Remove soybeans from the packet and transfer them to a bowl with water such that the the beans thaw. Also, wash the Arugula leaves and keep them aside.
Knead a soft dough by combining all the ingredients. Cover and rest this dough.
Dry roast besan (gram flour) in a pan on medium heat. Constantly mix with a spatula, or else the flour will burn. Roast for about 5 minutes.
Then, transfer this roasted flour to a plate and keep it aside.
In the same pan, add oil, followed by chopped green chillies, garlic and ginger.
Fry them on medium heat for 1-2 minutes.
Add chopped onion.
Add cumin seeds and asafoetida. Continue frying on medium heat till the onions turn translucent.
Add soybeans, followed by all the spices, namely turmeric powder, red chilli powder, coriander powder, roasted cumin powder, dry mango powder and salt.
Sprinkle some water. Cover the pan with a lid, reduce the heat and let the beans cook. Mix and check in between.
Once the beans are cooked, mash them with a masher.

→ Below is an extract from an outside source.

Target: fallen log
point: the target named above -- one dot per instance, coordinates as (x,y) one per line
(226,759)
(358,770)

Add chopped arugula leaves.
Cover and cook for about two more minutes.
Add roasted besan. Mix everything and cook for another 1-2 minutes. Taste and adjust salt.
Now, the stuffing is ready. Keep it aside to cool.
Once the mixture cools, divide it into portions.
Knead the rested dough once more. Divide it into portions.
Take a portion of the dough, roll it (use dry flour so that it is easy to roll) and place a portion of the stuffing in between.
Cover the stuffing with dough.
Roll and flatten it.
Place it on a hot pan. Add oil and fry till the parantha becomes crispy.
Serve with butter, pickle and yoghurt.